Reputation: 241
I am trying to write a program where I count the most frequently used words from one file but those words should not be available in another file. So basically I am reading data from test.txt file and counting the most frequently used word from that file, but that word should not be found in test2.txt file.
Below are sample data files, test.txt and test2.txt
test.txt:
The Project is for testing. doing some testing to find what's going on. the the the.
test2.txt:
a
about
above
across
after
afterwards
again
against
the
Below is my script, which parses files test.txt and test2.txt. It finds the most frequently used words from test.txt, excluding words found in test2.txt.
I thought I was doing everything right, but when I execute my script, it gives "the" as the most frequent word. But actually, the result should be "testing", as "the" is found in test2.txt but "testing" is not found in test2.txt.
from collections import Counter
import re
dgWords = re.findall(r'\w+', open('test.txt').read().lower())
f = open('test2.txt', 'rb')
sWords = [line.strip() for line in f]
print(len(dgWords));
for sWord in sWords:
print (sWord)
print (dgWords)
while sWord in dgWords: dgWords.remove(sWord)
print(len(dgWords));
mostFrequentWord = Counter(dgWords).most_common(1)
print (mostFrequentWord)
Upvotes: 1
Views: 87
Reputation: 113975
import re
from collections import Counter
with open('test.txt') as testfile, open('test2.txt') as stopfile:
stopwords = set(line.strip() for line in stopfile)

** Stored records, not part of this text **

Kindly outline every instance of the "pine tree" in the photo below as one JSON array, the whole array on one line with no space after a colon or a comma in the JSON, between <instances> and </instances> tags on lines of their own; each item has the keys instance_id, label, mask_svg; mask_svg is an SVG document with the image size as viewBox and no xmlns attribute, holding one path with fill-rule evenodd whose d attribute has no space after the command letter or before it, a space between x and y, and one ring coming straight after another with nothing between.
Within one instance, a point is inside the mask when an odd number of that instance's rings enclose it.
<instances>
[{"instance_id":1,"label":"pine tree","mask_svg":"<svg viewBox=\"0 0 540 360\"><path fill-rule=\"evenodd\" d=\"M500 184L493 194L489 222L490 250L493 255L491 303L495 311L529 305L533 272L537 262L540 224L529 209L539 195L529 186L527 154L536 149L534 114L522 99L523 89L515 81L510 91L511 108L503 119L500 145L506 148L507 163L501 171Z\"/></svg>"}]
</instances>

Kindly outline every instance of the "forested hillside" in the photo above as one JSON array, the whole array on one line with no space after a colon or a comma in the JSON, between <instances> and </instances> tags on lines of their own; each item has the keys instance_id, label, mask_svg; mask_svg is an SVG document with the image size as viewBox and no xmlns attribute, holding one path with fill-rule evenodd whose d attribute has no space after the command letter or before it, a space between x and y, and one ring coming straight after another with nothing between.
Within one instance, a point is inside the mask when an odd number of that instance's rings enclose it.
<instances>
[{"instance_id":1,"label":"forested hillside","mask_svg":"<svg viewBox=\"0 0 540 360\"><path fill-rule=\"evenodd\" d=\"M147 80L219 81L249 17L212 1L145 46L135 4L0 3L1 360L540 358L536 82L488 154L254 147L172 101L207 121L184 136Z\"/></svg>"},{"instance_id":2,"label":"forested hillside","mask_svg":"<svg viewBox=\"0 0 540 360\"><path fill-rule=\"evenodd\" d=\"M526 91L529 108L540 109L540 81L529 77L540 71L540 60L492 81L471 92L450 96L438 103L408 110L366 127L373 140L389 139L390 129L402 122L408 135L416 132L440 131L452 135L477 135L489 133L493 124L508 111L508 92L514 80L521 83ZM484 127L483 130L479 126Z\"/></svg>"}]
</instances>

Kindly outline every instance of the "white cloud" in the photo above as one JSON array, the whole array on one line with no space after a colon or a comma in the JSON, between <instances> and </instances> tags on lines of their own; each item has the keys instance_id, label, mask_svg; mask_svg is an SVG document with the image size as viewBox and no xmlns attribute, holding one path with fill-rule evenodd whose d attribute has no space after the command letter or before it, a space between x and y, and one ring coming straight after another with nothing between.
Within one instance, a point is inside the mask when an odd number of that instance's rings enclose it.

words = Counter(re.findall(r'\w+', open('test.txt').read().lower()))
for word in stopwords:
if word in words:
words.pop(word)
print("the most frequent word is", words.most_common(1))
Upvotes: 0
Reputation: 4648
I simply changed the following line of your original code
f = open('test2.txt', 'rb')
to
f = open('test2.txt', 'r')
and it worked. Simply read your text as string instead of binaries. Otherwise they won't match in regex. Tested on python 3.4 eclipse PyDev Win7 x64.
OFFTOPIC:
It's more pythonic to open files using with statements. In this case, write
with open('test2.txt', 'r') as f:
and indent file processing statements accordingly. That should keep you away from forgetting to close the filestream.
Upvotes: 0
Reputation: 3585
Here's how I'd go about it - using sets
all_words = re.findall(r'\w+', open('test.txt').read().lower())
f = open('test2.txt', 'rb')
stop_words = [line.strip() for line in f]
set_all = set(all_words)
set_stop = set(stop_words)
all_only = set_all - set_stop
print Counter(filter(lambda w:w in all_only, all_words)).most_common(1)
This should be slightly faster as well as you do a counter on only 'all_only' words
Upvotes: 1